The statistics are, however, convenient for pushing the Catholic agenda (if you doubt Father Kerin has a marriage agenda, check out the spookily Mormonesque website for the Catholic Society for Marriage Education, of which he is a former president). Apart from the standard non-acceptance of gay relationships, the Catholic Society discourages couples living together before marriage. Its counselling service advises young people that cohabitation before marriage is not good for their relationship.
Are they too choosy? Here’s what a sample of young Australian woman had to say in response to Father Kerin’s remarks:Olivia
I never realised that taking time to carefully choose the person you want to spend the rest of your life with is detrimental to marriage. Thanks for the enlightenment Reverend.
The Church likes the word “should”. It believes we ‘should’ do a lot of things. Being told to marry earlier (and why not a man being told to marry earlier?) implies a woman is desolate without a ring on her finger. Unless we are in Middle-earth, I’m not sure a ring will ever have that much power. Marriage is (we all hope for) a lifelong union: bring in “should” and it’s likely to be a very short union. Today women are less dependent on men: education, travel, independence – both financial and otherwise - are all very tangible however this doesn’t mean women shun marriage – it’s just that now, there is a choice. As there is for living with a partner before marriage. The Church doesn’t seem to understand how “choice” can enrich a person (man or woman). Kerin’s statements really just demonstrate the huge divide between the Church and society…maybe the Church really does exist in Middle-earth!
I feel that the current move away from marrying earlier is a conscious choice on the part of young Australians to take the institution of marriage more seriously. The 'traditional relationship' paradigm has shifted over the past 30 years to include a period of cohabitation and financial commitment before marriage, as a way to gauge whether the person you are romantically involved with is also capable of being your life partner and supporting you fully and maturely. Whether this is good or bad is not something that can be assessed until sufficient time has passed to see whether marriages of today, entered into after many years of commitment and cohabitation, do survive until death do them part.
I read this article when it was released with some amazement! Apart from the obvious bias, I just don't get the numbers. I thought that if you reduce the 'pool' by married men, you also have to reduce the female pool by the same number (assuming a 1:1 ratio; perhaps we have more bigamists than other countries??).

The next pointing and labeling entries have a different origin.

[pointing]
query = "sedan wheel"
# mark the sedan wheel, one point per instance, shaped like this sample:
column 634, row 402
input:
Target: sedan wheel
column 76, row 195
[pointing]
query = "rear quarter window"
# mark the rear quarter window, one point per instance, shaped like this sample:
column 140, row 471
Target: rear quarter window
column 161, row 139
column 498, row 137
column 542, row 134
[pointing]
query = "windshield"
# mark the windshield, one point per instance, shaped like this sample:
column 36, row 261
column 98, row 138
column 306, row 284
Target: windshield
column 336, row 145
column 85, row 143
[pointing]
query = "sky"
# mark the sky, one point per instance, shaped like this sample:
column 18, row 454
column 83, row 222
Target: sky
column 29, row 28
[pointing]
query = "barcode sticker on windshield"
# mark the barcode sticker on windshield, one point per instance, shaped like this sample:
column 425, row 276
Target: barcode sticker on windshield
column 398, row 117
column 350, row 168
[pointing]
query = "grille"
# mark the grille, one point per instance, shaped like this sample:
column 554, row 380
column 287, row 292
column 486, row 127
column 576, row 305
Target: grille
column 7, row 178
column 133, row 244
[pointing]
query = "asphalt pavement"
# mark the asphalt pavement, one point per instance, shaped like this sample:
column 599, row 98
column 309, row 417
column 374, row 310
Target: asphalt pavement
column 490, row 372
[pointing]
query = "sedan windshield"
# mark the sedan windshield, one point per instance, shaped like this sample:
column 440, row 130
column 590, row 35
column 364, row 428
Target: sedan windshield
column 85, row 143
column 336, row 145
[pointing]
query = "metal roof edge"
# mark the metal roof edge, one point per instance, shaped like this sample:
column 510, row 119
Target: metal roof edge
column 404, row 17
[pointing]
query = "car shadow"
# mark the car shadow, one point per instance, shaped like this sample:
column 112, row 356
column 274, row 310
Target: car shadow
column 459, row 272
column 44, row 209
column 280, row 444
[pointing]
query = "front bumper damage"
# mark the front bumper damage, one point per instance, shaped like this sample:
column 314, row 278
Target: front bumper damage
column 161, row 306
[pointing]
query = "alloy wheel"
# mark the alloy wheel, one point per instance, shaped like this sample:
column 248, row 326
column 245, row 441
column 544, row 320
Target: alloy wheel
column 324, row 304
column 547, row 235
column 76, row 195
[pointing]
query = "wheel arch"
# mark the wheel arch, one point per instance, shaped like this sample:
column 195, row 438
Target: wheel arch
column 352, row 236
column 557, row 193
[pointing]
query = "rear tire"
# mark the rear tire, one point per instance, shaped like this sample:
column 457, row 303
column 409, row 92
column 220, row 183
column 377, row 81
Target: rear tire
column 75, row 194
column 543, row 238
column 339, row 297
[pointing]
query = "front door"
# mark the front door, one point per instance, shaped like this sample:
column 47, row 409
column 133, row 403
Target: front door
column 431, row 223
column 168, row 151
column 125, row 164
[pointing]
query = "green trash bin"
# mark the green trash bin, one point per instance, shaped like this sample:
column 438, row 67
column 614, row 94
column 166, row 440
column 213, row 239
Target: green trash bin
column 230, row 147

Similarly the female pool has a representation of gay, committed or single parents - or are these only male traits, perhaps all the 'committed' are gay, in which case this would bias the numbers? I feel for the males out there who have been deemed unworthy of 'marriage' because of their income. Kerin’s comments are a joke, one which reiterates just how out of touch the Church is with todays social value. It does nothing to bring the Church closer to reality.
How is early marriage any different to living together? After all, what is a piece of paper? Surely commitment to a relationship is paramount. Women today are correctly focussed on their career and understand the responsibility of bringing children into the world. Surely any suggestion to the contrary is not beneficial.